European War Pamphlets

European War Pamphlets
Title European War Pamphlets PDF eBook
Author
Publisher
Pages 944
Release 1916
Genre World War, 1914-1918
ISBN

Download European War Pamphlets Book in PDF, Epub and Kindle

Imagined Orphans

Imagined Orphans
Title Imagined Orphans PDF eBook
Author Lydia Murdoch
Publisher Rutgers University Press
Pages 272
Release 2006
Genre History
ISBN 0813537223

Download Imagined Orphans Book in PDF, Epub and Kindle

"In Imagined Orphans, Lydia Murdoch focuses on the discrepancy between the representation and the reality of children's experiences within welfare institutions - a discrepancy that she argues stems from conflicts over middle- and working-class notions of citizenship that arose in the 1870s and persisted until the First World War. Reformers' efforts to depict poor children as either orphaned or endangered by abusive or "no-good" parents fed upon the poor's increasing exclusion from the Victorian social body. Reformers used the public's growing distrust and pitiless attitude toward poor adults to increase charity and state aid to the children. With a critical eye to social issues of the period, Murdoch urges readers to reconsider the complex situations of families living in poverty."--BOOK JACKET.

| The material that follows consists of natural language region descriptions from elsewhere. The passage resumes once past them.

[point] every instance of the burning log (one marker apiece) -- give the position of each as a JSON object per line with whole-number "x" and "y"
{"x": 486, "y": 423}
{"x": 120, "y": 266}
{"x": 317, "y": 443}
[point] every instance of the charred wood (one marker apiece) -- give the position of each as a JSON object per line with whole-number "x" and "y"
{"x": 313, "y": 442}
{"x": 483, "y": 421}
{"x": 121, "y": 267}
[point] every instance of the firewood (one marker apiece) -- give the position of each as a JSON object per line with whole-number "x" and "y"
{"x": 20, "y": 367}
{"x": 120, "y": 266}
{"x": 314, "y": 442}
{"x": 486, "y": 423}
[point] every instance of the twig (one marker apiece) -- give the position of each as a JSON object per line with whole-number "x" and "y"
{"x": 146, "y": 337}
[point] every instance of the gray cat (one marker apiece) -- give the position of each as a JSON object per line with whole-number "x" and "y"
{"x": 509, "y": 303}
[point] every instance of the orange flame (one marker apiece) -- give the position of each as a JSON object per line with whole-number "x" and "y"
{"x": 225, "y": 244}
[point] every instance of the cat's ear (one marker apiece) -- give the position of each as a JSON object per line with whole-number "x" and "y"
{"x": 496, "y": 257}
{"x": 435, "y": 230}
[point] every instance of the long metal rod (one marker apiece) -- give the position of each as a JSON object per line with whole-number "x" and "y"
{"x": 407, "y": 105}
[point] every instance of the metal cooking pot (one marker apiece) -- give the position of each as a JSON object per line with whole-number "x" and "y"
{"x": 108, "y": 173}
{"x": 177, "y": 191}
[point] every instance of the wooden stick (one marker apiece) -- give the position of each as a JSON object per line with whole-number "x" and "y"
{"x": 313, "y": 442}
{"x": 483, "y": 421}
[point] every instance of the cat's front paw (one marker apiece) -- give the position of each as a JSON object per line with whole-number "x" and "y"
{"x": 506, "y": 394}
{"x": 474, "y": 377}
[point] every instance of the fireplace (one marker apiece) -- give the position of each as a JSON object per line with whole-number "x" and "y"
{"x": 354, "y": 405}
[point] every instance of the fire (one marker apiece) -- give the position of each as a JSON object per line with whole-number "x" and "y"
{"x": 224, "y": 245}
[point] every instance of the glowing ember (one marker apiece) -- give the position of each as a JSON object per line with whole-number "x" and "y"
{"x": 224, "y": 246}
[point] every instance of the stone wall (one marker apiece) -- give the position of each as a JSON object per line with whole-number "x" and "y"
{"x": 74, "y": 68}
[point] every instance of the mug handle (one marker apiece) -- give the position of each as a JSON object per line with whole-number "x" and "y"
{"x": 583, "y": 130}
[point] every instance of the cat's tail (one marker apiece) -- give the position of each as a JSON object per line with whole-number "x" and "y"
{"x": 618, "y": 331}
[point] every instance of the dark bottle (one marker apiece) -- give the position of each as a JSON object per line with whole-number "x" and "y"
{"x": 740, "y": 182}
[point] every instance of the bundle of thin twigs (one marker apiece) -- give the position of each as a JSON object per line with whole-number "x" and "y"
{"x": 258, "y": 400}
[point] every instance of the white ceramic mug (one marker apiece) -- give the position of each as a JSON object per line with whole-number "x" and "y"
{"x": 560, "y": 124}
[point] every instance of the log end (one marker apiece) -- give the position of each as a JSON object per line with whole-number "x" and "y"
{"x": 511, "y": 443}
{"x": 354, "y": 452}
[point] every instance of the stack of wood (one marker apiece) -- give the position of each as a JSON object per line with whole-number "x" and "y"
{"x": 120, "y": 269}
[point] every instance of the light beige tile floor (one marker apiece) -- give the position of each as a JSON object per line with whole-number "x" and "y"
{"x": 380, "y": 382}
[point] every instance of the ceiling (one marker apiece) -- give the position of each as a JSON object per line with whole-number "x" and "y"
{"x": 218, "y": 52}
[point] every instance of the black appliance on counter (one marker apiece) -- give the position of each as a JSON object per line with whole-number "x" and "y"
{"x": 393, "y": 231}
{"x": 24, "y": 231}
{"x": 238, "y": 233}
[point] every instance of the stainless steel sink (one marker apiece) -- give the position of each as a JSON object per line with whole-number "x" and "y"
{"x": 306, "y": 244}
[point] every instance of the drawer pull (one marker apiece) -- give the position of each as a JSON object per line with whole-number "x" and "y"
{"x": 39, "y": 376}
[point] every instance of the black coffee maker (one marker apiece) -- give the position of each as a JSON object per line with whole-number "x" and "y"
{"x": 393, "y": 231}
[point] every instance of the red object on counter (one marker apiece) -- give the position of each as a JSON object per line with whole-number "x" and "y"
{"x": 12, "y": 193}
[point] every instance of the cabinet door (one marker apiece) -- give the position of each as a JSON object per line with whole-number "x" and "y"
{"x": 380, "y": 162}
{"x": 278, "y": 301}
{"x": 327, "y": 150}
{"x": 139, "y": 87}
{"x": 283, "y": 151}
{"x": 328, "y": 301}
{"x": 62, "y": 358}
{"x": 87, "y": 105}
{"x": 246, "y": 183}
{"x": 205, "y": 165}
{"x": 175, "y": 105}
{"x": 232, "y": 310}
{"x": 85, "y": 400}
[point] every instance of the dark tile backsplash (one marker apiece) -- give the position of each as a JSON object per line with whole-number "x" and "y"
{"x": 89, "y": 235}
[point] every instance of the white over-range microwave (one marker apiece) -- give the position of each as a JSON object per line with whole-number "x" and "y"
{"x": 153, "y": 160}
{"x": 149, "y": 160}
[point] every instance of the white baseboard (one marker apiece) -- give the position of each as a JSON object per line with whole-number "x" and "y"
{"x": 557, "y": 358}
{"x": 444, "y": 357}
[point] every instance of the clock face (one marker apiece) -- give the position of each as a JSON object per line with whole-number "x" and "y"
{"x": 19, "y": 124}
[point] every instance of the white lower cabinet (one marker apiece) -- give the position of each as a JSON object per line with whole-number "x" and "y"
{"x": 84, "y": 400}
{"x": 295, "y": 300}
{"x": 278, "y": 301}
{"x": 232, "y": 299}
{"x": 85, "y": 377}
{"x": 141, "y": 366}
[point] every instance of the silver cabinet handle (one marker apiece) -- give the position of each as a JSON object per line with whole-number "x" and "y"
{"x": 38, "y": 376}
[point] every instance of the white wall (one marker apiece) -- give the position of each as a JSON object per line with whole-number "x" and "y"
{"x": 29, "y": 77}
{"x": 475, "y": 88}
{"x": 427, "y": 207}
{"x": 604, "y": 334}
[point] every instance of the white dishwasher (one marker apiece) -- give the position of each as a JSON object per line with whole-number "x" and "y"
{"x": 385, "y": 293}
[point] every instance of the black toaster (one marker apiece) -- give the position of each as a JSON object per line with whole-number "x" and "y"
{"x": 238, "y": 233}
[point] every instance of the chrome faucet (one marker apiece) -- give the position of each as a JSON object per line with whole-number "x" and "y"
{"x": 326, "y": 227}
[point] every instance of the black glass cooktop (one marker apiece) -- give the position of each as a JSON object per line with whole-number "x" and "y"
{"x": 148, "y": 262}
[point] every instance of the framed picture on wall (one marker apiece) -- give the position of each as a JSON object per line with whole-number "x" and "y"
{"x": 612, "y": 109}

Sermons and Addresses on Secret Societies, Fourteen Pamphlets in One Volume

Sermons and Addresses on Secret Societies, Fourteen Pamphlets in One Volume
Title Sermons and Addresses on Secret Societies, Fourteen Pamphlets in One Volume PDF eBook
Author Lebbeus Armstrong
Publisher BoD – Books on Demand
Pages 302
Release 2024-03-20
Genre Fiction
ISBN 3385391512

Download Sermons and Addresses on Secret Societies, Fourteen Pamphlets in One Volume Book in PDF, Epub and Kindle

Reprint of the original, first published in 1882.

Disorder Contained

Disorder Contained
Title Disorder Contained PDF eBook
Author Catherine Cox
Publisher Cambridge University Press
Pages 317
Release 2022-03-10
Genre History
ISBN 1108834558

Download Disorder Contained Book in PDF, Epub and Kindle

The first historical study to offer an in-depth exploration of the complex relationship between the prison and mental breakdown.

Reel Bad Arabs

Reel Bad Arabs
Title Reel Bad Arabs PDF eBook
Author Jack G. Shaheen
Publisher Interlink Publishing
Pages 637
Release 2012-12-31
Genre Performing Arts
ISBN 1623710065

Download Reel Bad Arabs Book in PDF, Epub and Kindle

A groundbreaking book that dissects a slanderous history dating from cinema’s earliest days to contemporary Hollywood blockbusters that feature machine-gun wielding and bomb-blowing "evil" Arabs Award-winning film authority Jack G. Shaheen, noting that only Native Americans have been more relentlessly smeared on the silver screen, painstakingly makes his case that "Arab" has remained Hollywood’s shameless shorthand for "bad guy," long after the movie industry has shifted its portrayal of other minority groups. In this comprehensive study of over one thousand films, arranged alphabetically in such chapters as "Villains," "Sheikhs," "Cameos," and "Cliffhangers," Shaheen documents the tendency to portray Muslim Arabs as Public Enemy #1—brutal, heartless, uncivilized Others bent on terrorizing civilized Westerners. Shaheen examines how and why such a stereotype has grown and spread in the film industry and what may be done to change Hollywood’s defamation of Arabs.